Climate talks risk failure unless accelerate -UN

BONN, Germany,  (Reuters) – U.N. talks on a new  climate treaty due to be agreed in December risk failure unless  negotiations accelerate, a senior U.N. official said yesterday  after a sluggish week-long session among 180 nations.

Negotiators made scant progress at the Aug 10-14 talks  towards breaking deadlock on a shareout of curbs on greenhouse  gases among rich and poor, or raising funds to help developing  nations adapt to climate changes.

“If we continue at this rate we’re not going to make it,”  Yvo de Boer, head of the U.N. Climate Change Secretariat, told a  news conference of the Aug. 10-14 meeting in Bonn.

He said that only “selective progress” has been made in  Bonn, one of a series of talks meant to end with agreement on a  new U.N. treaty in Copenhagen in December.

De Boer said that there were 15 days of negotiations left  before Copenhagen, at meetings in Bangkok in September-October  and in Barcelona in November.

“It is clear that there is quite a significant uphill battle  if we are going to get there,” said Jonathan Pershing, head of  the U.S. delegation. But he said there were some signs of  movement.

“You absolutely can get there,” he said.
Developing nations accused the rich of failing to take the  lead in making deep cuts in greenhouse gas emissions and of  trying to get poor to take on too much of the burden.

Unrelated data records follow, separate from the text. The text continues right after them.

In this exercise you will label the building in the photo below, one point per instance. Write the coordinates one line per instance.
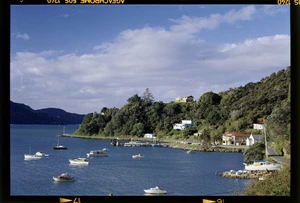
(184, 124)
(184, 99)
(235, 138)
(252, 139)
(258, 126)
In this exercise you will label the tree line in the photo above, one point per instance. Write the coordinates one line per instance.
(237, 109)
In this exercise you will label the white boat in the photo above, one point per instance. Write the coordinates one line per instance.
(137, 156)
(262, 165)
(155, 190)
(79, 161)
(97, 153)
(41, 154)
(136, 144)
(58, 146)
(30, 156)
(190, 152)
(63, 178)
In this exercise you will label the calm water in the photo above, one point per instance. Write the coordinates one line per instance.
(172, 169)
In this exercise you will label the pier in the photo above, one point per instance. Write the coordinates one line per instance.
(245, 174)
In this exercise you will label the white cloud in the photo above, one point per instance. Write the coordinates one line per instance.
(196, 24)
(23, 36)
(64, 15)
(170, 62)
(274, 9)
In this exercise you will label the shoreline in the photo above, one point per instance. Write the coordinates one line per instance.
(170, 143)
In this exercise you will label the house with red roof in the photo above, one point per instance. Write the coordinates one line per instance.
(234, 138)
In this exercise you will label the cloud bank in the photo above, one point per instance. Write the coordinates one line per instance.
(170, 61)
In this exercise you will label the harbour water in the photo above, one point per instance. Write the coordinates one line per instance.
(175, 171)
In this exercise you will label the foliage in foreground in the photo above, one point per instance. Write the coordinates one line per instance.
(277, 184)
(264, 102)
(255, 152)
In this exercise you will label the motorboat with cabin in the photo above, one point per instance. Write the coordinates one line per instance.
(79, 161)
(98, 153)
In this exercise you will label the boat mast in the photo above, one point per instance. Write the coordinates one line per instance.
(266, 145)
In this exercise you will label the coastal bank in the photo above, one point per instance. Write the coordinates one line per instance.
(179, 144)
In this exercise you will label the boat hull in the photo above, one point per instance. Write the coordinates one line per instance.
(56, 179)
(31, 157)
(59, 147)
(154, 191)
(261, 166)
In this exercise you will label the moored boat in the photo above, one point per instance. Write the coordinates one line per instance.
(155, 190)
(41, 154)
(79, 161)
(190, 152)
(64, 177)
(98, 153)
(137, 156)
(30, 156)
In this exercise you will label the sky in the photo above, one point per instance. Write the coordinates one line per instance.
(81, 58)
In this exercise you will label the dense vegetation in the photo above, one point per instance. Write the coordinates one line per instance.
(265, 102)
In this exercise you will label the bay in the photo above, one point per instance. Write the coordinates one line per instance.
(174, 170)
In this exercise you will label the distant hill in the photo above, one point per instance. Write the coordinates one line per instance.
(23, 114)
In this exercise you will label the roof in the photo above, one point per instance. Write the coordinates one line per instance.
(257, 136)
(237, 134)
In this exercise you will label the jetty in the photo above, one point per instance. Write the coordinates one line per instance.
(245, 174)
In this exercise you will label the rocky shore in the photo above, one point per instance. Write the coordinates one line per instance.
(242, 174)
(169, 143)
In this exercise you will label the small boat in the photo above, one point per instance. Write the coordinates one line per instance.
(79, 161)
(30, 156)
(155, 190)
(190, 152)
(262, 166)
(97, 153)
(41, 154)
(57, 146)
(64, 177)
(137, 156)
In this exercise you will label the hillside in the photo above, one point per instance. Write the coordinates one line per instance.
(237, 109)
(23, 114)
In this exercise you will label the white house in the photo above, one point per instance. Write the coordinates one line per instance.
(184, 124)
(235, 138)
(185, 99)
(254, 139)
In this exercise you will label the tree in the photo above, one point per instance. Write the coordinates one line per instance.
(147, 97)
(255, 152)
(134, 99)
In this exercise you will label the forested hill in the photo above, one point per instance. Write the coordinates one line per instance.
(237, 109)
(23, 114)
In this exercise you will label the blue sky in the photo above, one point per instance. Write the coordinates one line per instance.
(82, 58)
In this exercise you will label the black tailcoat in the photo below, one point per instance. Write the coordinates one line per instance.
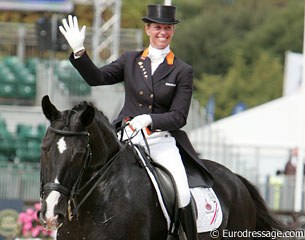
(165, 96)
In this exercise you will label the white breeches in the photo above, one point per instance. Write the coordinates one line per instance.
(164, 151)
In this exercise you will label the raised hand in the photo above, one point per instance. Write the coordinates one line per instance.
(73, 35)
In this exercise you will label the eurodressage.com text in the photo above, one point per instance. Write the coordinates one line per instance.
(257, 234)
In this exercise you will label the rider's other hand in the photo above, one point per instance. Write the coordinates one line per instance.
(141, 121)
(73, 35)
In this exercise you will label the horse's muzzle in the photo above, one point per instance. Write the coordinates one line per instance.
(50, 223)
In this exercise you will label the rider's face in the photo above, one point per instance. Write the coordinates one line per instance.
(160, 35)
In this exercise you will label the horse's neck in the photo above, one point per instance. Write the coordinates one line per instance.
(104, 143)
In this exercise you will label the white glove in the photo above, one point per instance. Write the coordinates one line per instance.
(71, 32)
(141, 121)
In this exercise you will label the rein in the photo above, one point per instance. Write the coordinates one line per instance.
(77, 189)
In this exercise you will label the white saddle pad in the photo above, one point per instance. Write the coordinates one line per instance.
(208, 208)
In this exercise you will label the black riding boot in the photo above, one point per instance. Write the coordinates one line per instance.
(188, 222)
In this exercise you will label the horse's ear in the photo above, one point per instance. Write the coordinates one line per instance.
(87, 115)
(49, 110)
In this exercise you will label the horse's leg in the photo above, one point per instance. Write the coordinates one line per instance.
(237, 205)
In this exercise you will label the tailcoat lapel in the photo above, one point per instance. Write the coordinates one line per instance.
(162, 71)
(144, 69)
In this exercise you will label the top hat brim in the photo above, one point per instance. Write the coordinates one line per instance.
(160, 20)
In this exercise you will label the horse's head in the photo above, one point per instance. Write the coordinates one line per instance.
(65, 154)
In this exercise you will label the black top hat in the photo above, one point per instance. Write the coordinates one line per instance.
(161, 14)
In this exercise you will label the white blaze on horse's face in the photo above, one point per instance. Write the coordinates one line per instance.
(61, 144)
(51, 201)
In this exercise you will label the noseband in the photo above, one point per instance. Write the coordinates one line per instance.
(50, 186)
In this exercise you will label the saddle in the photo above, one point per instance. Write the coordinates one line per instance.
(204, 202)
(165, 187)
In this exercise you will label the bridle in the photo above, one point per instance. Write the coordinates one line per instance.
(51, 186)
(76, 189)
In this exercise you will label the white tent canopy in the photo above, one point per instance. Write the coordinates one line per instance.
(272, 124)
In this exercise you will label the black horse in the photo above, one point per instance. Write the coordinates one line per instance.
(93, 187)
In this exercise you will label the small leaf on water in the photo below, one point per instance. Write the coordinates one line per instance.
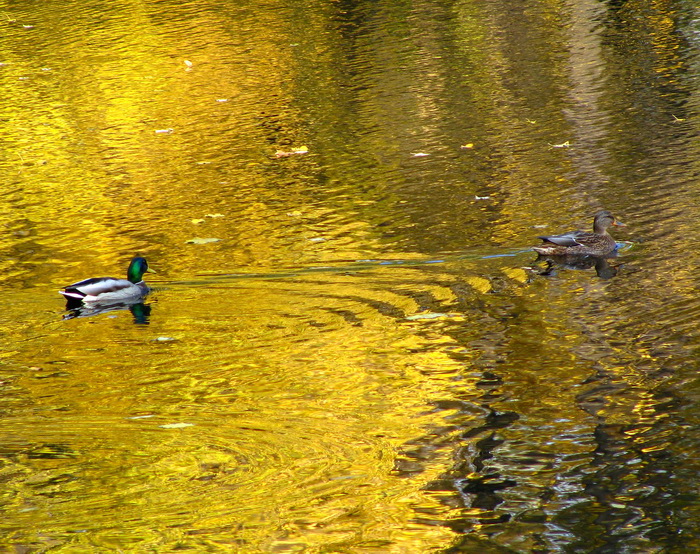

China and India want the rich, for instance, to make cuts in  greenhouse gases of at least 40 percent below 1990 levels by  2020 to avert the worst of climate change such as floods,  droughts, heatwaves and rising sea levels. They say they need  billions of dollars in aid and clean technology to help cope.

“We still have the same problems that have been hindering  us,” China’s climate ambassador Yu Qingtai told Reuters of the  rich-poor deadlock.

He said that China was keen to see it emissions peak but  that fighting poverty had to remain an overriding priority.

Many delegates said that a meeting of world leaders at the  United Nations in New York and a meeting of leaders of the Group  of 20 in Pittsburgh, both in September, could help give guidance  and break the deadlock.

The European Union also said that offers on the table by  developed nations fell far short of a goal of limiting global  warming to a maximum of two degrees Celsius (3.6 Fahrenheit)  above pre-industrial levels.